AWS 自家研發晶片的 trn1.*
上線了:「Amazon EC2 Trn1 Instances for High-Performance Model Training are Now Available」。
先前三家雲端的廠商只有 Google Cloud Platform 有 TPU 可以 train & evaluate,現在 AWS 推出 AWS Trainium,補上 train 這塊的產品。其中官方宣稱可以比 GPU 架構少 50% 的計算成本:
Trainium-based EC2 Trn1 instances solve this challenge by delivering faster time-to-train while offering up to 50% cost-to-train savings over comparable GPU-based instances.

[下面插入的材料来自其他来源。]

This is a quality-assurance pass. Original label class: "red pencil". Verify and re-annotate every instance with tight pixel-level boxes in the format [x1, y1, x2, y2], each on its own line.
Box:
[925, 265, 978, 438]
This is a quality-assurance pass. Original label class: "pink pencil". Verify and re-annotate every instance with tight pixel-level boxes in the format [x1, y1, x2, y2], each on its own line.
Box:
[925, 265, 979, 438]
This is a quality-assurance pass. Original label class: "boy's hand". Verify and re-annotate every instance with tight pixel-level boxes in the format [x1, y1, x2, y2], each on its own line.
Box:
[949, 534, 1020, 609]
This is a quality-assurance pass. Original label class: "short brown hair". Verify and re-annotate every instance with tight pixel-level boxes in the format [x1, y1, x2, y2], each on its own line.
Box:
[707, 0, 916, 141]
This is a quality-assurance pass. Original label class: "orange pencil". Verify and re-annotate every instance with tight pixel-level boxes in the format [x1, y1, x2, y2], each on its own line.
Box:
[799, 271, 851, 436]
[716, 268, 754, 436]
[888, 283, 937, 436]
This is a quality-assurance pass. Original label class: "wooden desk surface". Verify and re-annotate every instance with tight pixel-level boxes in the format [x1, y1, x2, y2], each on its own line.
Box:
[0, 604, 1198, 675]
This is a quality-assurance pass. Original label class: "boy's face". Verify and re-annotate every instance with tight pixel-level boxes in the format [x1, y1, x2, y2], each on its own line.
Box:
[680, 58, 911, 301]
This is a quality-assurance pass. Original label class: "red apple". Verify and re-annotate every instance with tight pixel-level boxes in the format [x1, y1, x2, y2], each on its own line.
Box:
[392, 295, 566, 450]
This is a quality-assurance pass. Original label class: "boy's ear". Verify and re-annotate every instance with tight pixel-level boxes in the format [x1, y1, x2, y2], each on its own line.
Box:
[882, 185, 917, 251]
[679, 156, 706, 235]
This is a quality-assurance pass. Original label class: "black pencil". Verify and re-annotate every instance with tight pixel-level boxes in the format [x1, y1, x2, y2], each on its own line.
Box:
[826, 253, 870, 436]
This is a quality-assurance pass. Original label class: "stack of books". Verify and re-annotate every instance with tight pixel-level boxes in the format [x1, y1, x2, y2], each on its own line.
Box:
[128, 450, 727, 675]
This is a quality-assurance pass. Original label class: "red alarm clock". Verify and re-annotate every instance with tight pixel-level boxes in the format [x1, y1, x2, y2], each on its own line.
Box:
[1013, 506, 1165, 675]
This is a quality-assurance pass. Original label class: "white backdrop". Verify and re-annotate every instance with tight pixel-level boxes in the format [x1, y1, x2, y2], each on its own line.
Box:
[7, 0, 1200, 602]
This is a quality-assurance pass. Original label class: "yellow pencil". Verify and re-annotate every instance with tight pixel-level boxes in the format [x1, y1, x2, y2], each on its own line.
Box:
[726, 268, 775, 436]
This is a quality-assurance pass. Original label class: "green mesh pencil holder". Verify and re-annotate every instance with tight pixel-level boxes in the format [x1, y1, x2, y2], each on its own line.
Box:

然後 PyTorch 與 TensorFlow 都有支援:
The Neuron plugin natively integrates with popular ML frameworks, such as PyTorch and TensorFlow.
另外用 neuron-ls
可以看到 Neuron 裝置的資訊,不過沒看懂為什麼要 mask 掉 private ip 的資訊:
大型的 cluster 會使用 Amazon FSx for Lustre 整合提供服務:
For large-scale model training, Trn1 instances integrate with Amazon FSx for Lustre high-performance storage and are deployed in EC2 UltraClusters. EC2 UltraClusters are hyperscale clusters interconnected with a non-blocking petabit-scale network.
但第一波開放的區域有點少,只有萬年美東一區 us-east-1
與美西二區 us-west-2
:
You can launch Trn1 instances today in the AWS US East (N. Virginia) and US West (Oregon) Regions as On-Demand, Reserved, and Spot Instances or as part of a Savings Plan.
在 us-east-1
上 trn1.2xlarge
的價錢是 US$1.34375/hr,但沒有實際跑過比較好像沒辦法評估到底行不行...
但總算是擺出個產品對打看看,畢竟要夠大才能去訂製這些東西。